The file nopackage contains a list of false positives without
corresponding package (for some of these one might argue, that
they belong to some of the base packages, which are present on
any system, perhaps they will be moved to the corresponding
package sometime). The file nopackage.local can be used for
local settings.
The rest of the files is organized in a category/package
hierarchy.
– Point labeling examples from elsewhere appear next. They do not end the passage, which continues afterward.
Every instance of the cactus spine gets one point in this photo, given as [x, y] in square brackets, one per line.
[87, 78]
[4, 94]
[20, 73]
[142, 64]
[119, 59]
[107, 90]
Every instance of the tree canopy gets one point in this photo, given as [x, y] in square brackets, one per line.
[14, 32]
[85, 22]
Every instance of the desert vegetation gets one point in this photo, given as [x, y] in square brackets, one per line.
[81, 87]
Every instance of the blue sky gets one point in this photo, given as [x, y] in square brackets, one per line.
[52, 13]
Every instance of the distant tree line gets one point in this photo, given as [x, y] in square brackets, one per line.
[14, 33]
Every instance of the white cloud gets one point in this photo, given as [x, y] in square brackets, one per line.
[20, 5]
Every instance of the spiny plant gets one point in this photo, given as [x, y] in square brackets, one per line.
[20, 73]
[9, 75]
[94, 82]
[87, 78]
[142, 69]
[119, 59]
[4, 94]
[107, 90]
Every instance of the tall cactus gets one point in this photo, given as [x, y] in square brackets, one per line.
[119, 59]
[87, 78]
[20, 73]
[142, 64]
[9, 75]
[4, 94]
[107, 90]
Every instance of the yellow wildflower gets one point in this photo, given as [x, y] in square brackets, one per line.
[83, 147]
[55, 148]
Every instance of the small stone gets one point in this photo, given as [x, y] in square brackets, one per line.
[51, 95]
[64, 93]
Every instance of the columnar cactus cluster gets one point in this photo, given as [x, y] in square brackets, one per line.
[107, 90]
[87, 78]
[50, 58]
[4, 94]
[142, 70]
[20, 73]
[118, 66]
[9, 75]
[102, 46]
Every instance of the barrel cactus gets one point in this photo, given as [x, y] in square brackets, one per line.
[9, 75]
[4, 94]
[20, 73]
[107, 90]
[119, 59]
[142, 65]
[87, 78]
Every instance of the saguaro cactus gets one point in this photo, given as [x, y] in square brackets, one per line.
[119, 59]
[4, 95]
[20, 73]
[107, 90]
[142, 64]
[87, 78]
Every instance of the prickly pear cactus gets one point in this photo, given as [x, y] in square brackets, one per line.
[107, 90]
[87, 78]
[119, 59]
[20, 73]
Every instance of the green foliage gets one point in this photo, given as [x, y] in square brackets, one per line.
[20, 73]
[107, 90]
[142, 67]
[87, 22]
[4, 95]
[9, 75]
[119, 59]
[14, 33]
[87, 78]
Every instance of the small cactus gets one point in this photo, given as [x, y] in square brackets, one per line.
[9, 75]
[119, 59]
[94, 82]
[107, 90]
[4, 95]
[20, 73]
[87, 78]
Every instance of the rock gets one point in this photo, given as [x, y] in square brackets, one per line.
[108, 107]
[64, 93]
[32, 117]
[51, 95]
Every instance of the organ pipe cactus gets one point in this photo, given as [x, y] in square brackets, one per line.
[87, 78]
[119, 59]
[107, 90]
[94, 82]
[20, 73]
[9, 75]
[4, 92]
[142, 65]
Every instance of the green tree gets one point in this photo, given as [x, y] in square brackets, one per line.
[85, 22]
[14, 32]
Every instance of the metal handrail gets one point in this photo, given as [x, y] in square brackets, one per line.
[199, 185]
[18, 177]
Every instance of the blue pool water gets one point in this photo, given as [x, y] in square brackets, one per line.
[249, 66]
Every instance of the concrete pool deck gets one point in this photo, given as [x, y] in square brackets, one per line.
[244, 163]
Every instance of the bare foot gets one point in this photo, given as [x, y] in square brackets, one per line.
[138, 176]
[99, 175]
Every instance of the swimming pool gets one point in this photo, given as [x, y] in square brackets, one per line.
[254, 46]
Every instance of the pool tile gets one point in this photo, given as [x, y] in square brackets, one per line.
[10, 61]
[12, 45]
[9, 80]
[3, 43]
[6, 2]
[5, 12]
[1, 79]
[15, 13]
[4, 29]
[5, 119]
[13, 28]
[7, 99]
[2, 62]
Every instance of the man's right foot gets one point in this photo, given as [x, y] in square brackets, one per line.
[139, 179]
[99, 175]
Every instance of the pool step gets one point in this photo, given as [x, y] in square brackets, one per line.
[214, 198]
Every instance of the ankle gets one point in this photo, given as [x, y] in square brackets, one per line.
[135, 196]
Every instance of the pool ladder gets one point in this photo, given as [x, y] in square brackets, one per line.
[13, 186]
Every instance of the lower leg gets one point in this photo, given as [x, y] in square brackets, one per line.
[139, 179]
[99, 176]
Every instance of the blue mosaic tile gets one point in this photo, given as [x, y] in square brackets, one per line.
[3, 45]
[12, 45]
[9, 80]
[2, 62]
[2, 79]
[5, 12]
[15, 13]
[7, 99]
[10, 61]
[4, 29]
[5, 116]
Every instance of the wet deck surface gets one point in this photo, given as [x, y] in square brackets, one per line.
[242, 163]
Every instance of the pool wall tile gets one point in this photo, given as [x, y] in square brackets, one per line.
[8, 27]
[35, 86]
If a package is present on the system (according to
/var/db/pkg) the corresponding file is sourced with the
variables $VERSION set to the version and $SLOT set to the slot
of the package.
Please make additions to ignore, symlink, and nopackage in the
corresponding *.local files, so that they do not get overwritten,
when you unpack a new rule archive into the directory.
Code: Select all
$ cd
$ wget http://user.cs.tu-berlin.de/~sean/findcruft-1.0.4.tar.bz2
$ cd /usr/local
$ su -c "tar -xjf ${HOME}/findcruft-1.0.4.tar.bz2"Code: Select all
$ findcruft > cruftfilesThe files listed are the ones findcruft couldn't find a reason to exist for.
You can consider to delete them, but beware: They might as well be important application data.
If you think they are false positives and know to which package they belong you can create/edit a rule file in /usr/local/lib/findcruft/<category>/<package>.
Then, we can exchange these rule files in this thread and build new rule archives from time to time.
If it is a false positive due to a personal/local setting on your machine, you can add it into /usr/local/lib/findcruft/nopackage.local.
There it won't interfere with the exchanged rules.